The UK's Human Fertilisation and Embryology Authority (HFEA) has given permission to a fertility clinic to test a couple's embryos for early-onset Alzheimer's disease, a genetic condition that can manifest from the age of 35.
The Bridge Centre has been granted the licence to screen embryos for Charl and Danielle De Beer. Charl De Beer's mother developed Alzheimer's at the age of 49 and died at 64. His grandmother and two of his uncles also died of the condition, which has been passed down his mother's side of the family. While Mr De Beer does not know whether he carries the condition himself, and there is a 50 per cent chance of him doing so, he wishes to spare his children the experience of living under the threat of the illness. Mr De Beer said that his family 'has been dealing with Alzheimer's for 15 years', adding 'I am not prepared to run the risk of passing this on, and my wife has the same view'. The clinic will screen embryos to ensure that only the chromosome from Mr De Beer's father's side of the family is passed on.

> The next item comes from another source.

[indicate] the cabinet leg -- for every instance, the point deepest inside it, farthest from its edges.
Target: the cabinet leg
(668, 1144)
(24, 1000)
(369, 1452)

Early-onset Alzheimer's is a very rare genetic condition, but the move to allow the testing of embryos to exclude those that carry the gene has provoked controversy. For one, opponents argue that genetic testing should be reserved for conditions that are fatal in early life, and argue that early-onset Alzheimer's usually does not affect carriers until the age of 45. Dr David King, director of Human Genetics Alert, said 'we can confidently expect science to find a cure for Alzheimer's in the next 40 years. I don't believe that it is better never to have been born than to live a healthy life for 45 years and die from Alzheimer's'.
Other opponents argue that such genetic testing leads to the destruction of healthy embryos. During the PGD process, there is a chance that one in four unaffected embryos will be discarded. Dr Alan Thornhill, scientific director at The Bridge Centre, argues that this happens in nature, and in ordinary IVF anyway. Further objections have been heard from opponents who believe that if couples are allowed to test for conditions such as early-onset Alzheimer's, a slippery slope will soon permit them to select embryos on the basis of intelligence, hair colour or sporting ability. However, Dr Thornhill argued that the process the De Beers were undergoing was emotionally and physically difficult, and thought that it was something that anyone would be highly unlikely to undergo except in cases of preventing serious and life threatening diseases.
The HFEA has classified early-onset Alzheimer's as a serious genetic condition, affecting carriers from the age of 35. In determining whether it was appropriate for the screening technique to be applied to the condition, the HFEA took expert scientific advice, looking at eight factors including the degree of suffering and speed of degeneration associated with the condition.